Friday, June 27, 2014

The Sacred Heart of Jesus--More Vatican II Than You Might Think

Today is the feast of the Sacred Heart of Jesus, a devotion that while it is associated with Saint Mary Margaret Alacoque  (1647-1690) but which actually goes back much further to Saint Lutgarde (d. 1246), Saint Mechtilde (d. 1298) and Saint Gertrude (d. 1302).  It is a devotion that grew in popularity among Catholics while condemned by both the Protestant Calvinists and their Catholic “cousins”, the Jansenists, because it places an emphasis on the humanity of Christ and the universality of his mercy.  Ironically it is a favorite of many modern-day Jansenists who have interpreted the theological focus of the doctrine far more narrowly, confining the mercy to those who “are worthy” of it through their repentance and acts of penitent reparation for their sins and for the sins of others.  This stands in distinct contradiction to the prayers of the Roman Rite Missal (the Sacred Heart is not celebrated in the Eastern Rites of the Catholic Church) which stress the unconditionality of the Love of God that comes to us in Christ Jesus.  I noticed in several parishes of the Arlington Diocese that the Traditional Latin Mass (TLM) or what we call “the extraordinary form” was being used for today’s feast.  This allows the “faithful” to avoid being confronted with the mystery of God’s universal and irrevocable love.  This, in turn, highlights how the TLM is used to mask the faith of the Church by removing the catechetical dimension of the Liturgy to the unintelligibility of Latin and require that it be filtered through the homiletic bias of the priest-preacher.  This allows neo-trad clergy to shape the faith of their congregants according to their own beliefs rather than let the Church speak to them directly through the Liturgy.  Doctrines—such as the unconditional love and mercy of God or the gratuity of grace—can be concealed and the faithful can be molded into the semi-Jansenism (or full-blown Jansenism) of their “pastors” rather than confronted with authentic Catholicism. 
In the homily I heard at Mass this morning, the preacher began with a quote from the March 17, 2013 homily of the newly elected Pope Francis:
I think we too are the people who, on the one hand, want to listen to Jesus, but on the other hand, at times, like to find a stick to beat others with, to condemn others. And Jesus has this message for us: mercy. I think — and I say it with humility — that this is the Lord's most powerful message: mercy.
Those who want a stick with which to beat others—same sex couples, those practicing artificial contraception, those conceiving with IVF, those married outside the Church, or those who do not adhere to Church teaching on immigration, or capital punishment, or just distribution of wealth—fail to appreciate the mercy of God which is embodied in the mystery of the Sacred Heart of Jesus.  It is something for us all to think about.  A non-Christian source for reflection on this feast of the Sacred Heart of Jesus, but one that only confirms on a natural level what has been revealed supernaturally in the Scripture and Tradition of the Church, is the following quote from the Dalai Lama.

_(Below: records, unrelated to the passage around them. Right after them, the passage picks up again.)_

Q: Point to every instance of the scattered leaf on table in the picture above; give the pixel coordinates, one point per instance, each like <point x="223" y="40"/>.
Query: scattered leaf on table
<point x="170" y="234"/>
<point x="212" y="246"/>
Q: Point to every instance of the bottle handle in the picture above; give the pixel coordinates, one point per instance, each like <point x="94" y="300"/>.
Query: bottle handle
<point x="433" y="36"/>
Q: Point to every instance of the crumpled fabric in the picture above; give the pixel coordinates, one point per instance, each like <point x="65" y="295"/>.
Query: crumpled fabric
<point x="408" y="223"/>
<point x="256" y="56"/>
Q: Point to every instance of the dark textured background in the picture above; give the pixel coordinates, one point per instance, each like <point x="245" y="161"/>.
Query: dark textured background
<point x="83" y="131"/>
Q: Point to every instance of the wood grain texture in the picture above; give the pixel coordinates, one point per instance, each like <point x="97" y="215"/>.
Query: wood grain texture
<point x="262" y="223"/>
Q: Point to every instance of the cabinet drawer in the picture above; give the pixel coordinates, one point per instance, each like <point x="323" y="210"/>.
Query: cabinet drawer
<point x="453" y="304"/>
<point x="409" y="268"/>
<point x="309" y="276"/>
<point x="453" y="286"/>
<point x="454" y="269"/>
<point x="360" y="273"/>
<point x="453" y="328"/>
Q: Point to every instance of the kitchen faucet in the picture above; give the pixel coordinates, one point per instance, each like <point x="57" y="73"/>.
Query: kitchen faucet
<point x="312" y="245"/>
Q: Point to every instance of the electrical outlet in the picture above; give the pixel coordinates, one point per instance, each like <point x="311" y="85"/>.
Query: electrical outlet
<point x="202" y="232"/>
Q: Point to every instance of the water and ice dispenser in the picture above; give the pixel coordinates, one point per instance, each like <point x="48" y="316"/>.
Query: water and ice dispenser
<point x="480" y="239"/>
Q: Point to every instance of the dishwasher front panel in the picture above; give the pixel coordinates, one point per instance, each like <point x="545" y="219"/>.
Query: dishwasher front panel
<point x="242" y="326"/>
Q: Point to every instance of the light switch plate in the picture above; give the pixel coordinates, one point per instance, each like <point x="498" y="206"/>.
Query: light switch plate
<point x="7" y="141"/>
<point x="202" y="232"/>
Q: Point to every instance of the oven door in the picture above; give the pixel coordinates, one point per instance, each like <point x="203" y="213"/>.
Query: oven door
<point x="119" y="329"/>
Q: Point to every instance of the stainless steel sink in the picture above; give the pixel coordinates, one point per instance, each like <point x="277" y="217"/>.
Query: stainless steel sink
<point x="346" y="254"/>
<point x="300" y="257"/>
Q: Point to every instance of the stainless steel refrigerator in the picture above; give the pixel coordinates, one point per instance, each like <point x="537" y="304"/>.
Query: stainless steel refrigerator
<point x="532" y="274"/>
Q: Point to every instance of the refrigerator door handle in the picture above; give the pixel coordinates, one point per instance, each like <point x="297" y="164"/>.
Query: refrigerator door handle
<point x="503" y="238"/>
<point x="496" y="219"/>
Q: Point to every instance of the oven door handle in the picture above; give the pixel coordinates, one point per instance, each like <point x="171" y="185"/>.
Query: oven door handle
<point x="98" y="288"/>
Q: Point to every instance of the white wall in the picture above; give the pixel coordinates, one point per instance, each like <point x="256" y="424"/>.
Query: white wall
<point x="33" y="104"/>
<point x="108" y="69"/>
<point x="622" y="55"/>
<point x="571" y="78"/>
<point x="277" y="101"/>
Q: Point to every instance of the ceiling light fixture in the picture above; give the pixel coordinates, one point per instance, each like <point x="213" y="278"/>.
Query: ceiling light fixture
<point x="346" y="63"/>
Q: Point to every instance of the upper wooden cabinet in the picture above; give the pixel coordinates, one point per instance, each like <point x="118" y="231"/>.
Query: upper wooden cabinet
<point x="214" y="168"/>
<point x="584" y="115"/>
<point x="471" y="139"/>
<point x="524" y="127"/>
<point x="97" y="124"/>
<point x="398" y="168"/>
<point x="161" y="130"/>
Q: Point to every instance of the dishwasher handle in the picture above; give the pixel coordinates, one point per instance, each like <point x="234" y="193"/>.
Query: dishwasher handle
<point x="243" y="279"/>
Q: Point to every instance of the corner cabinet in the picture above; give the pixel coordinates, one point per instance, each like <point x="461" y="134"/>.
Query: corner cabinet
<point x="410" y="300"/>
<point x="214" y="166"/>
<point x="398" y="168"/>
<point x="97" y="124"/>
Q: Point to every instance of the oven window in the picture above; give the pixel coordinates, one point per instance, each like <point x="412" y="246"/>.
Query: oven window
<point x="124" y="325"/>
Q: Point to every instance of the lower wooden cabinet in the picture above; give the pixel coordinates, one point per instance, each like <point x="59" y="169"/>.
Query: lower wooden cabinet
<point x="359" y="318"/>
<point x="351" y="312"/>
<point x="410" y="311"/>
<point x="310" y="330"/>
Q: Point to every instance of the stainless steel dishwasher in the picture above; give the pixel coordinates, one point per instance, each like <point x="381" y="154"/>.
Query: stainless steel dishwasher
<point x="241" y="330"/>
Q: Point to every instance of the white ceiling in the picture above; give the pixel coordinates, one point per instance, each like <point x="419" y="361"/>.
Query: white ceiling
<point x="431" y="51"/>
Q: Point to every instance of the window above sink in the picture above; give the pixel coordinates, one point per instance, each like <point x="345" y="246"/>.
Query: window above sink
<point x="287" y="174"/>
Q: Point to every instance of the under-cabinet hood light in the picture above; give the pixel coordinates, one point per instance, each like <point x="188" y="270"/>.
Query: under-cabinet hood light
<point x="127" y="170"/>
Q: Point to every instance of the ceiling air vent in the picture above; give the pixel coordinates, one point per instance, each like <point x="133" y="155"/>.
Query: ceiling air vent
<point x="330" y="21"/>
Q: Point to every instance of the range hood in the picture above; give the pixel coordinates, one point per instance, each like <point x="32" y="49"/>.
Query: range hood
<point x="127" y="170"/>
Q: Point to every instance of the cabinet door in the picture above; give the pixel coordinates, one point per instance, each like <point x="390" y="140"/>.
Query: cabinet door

Finally I would like to point out that the purpose of religion is not to build beautiful churches or temples; it is to cultivate positive human qualities such as tolerance, generosity, and love.  Fundamental to Buddhism and Christianity, indeed to every major world religion, is the belief that we must reduce our selfishness and save others. [i]
This is what the Sacred Heart of Jesus reveals to us: the transformation of our hearts into his heart; the infusion in our human hearts of the Divine Compassion that fills the heart of Jesus.  As the liturgy tells us: …may we come to share in the divinity of him who humbled himself to share in our humanity.  Beautiful churches and splendid liturgies are all well enough in their place (when not meant to distract us from genuine faith), but they are not the reason that Jesus hung on the Cross for us.   That we might be crucified with Christ and that it may no longer be we who live but Christ Jesus—in all his compassion—who lives in us is the mystery of our faith. 

[i] H.H. The Dalai Lama, Spiritual Advice for Buddhists and Christians, edited by Donald W. Mitchell, New York: Continuum, 1998, p. 98

1 comment:

  1. This was a very well-writen article. I have come to appreciate you website quite a bit lately. The Sacred Heart is one of my dear images as well. I have a sepia toned and very old picture in my home that goes back to my German great grandparents. Hank you for your wonderful effort.